Watch: Animal Welfare Activists and ‘Trail Hunt’ Supporters Brawl During U.K. Boxing Day Celebration
The drama comes amidst calls to strengthen the U.K. ban on hunting with hounds by outlawing "trail hunting," which is more like a re-enactment than an actual fox hunt
Across the United Kingdom on the day after Christmas, crowds gather in the streets to witness what has long been a Boxing Day tradition. Dressed in traditional fox-hunting attire, residents trot their horses and run their hounds through rural neighborhoods in a fast-paced parade in preparation for a “meet.” Calling it a true “hunt” hasn’t been accurate since the early 2000s. Scotland outlawed hunting wild mammals with dogs in 2002, and England and Wales followed suit in 2004.
But rural communities quickly discovered loopholes in the laws and many now partake in “trail hunting,” which involves the hunters laying down a trail of scent with rags before the day begins. Once the meet is underway, the scene looks familiar. Hunters leap their horses over hedges and gallop across fields following their pack of hounds. But the hounds are following the pre-laid scent instead of actual foxes.
Trail hunting is meant to maintain the deep tradition of fox hunting without actively breaking the law. But some foxes are still killed on these hunts. A few are examples of a legal trail hunt gone awry, while others are the result of outright illegal practices. Convictions for illegal hunting number 438 since 2010, The Guardian reports.
Animal welfare organizations have long called for strengthened anti-hunting laws and they widely oppose the Boxing Day tradition, often in the form of protests during the parade. This year, the conflict got a little too heated and resulted in physical altercations across the U.K.
The above scene, filmed in the Welsh city of Newport, is like something out of a binge-worthy drama series. Activists with signs kick and shove at security officers lining the streets, some of whom look self-appointed. The security officers kick and shove right back. Meanwhile, riders dressed in red coats and helmets trot their horses through the chaos with varying degrees of success. Most of the horses aren’t too thrilled with the hubbub, some sidestepping into the crowd and others rear-ending the horse and rider in front of them.

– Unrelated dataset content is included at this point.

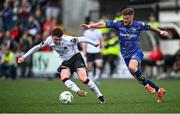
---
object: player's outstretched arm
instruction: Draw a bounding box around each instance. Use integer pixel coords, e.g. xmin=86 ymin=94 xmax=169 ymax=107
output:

Cheers, clapping, and good wishes clash with boos, chants, and expletives. Dogs run rampant.
If the scene is messy, hunting laws and traditions in the U.K. are even messier. The Labour Party and shadow (or oppositional) environment secretary Jim McMahon want to see trail hunting outlawed, calling it a “smokescreen for illegal activity.” And while there is some sentiment in the controlling Conservative Party to roll back the hunting bans, it seems unlikely that such a move would gain any traction.
“People will see the hunts out today and not know that behind the finery is a so-called sport that sees public lives endangered on roads and railways, livestock worried by out-of-control hounds, and in some cases domestic pets killed,” League Against Cruel Sports campaign chief Emma Judd tells The Guardian. “Only by strengthening the law on hunting can communities, wildlife, and rural values be protected.”
Meanwhile, Countryside Alliance hunting campaign director Polly Portwin says the Boxing Day tradition “plays an important role in rural life.”
“Boxing Day meets [offer] the public a chance to watch hunts showcase their hounds, horses and trail hunting activities.” she tells Wales Online. “They bring thousand of people together. Be it families, friends, neighbours or those within our community who may otherwise be isolated over the festive period.”
If American hunters can agree on one thing, it’s that we should all be glad we don’t live across the pond. Whenever the controversy of land and wildlife privatization rears its ugly head in the United States, you can always count on someone cautioning against turning the North American Model into “the King’s deer.” A whopping 92 percent of England is inaccessible to the public. Hunting of all sorts is largely limited to either the wealthy, land-owning elite, or government stalkers and cullers charged with managing game populations with no natural predators. With that said, private land permission is somewhat freely given for the traditional Boxing Day events.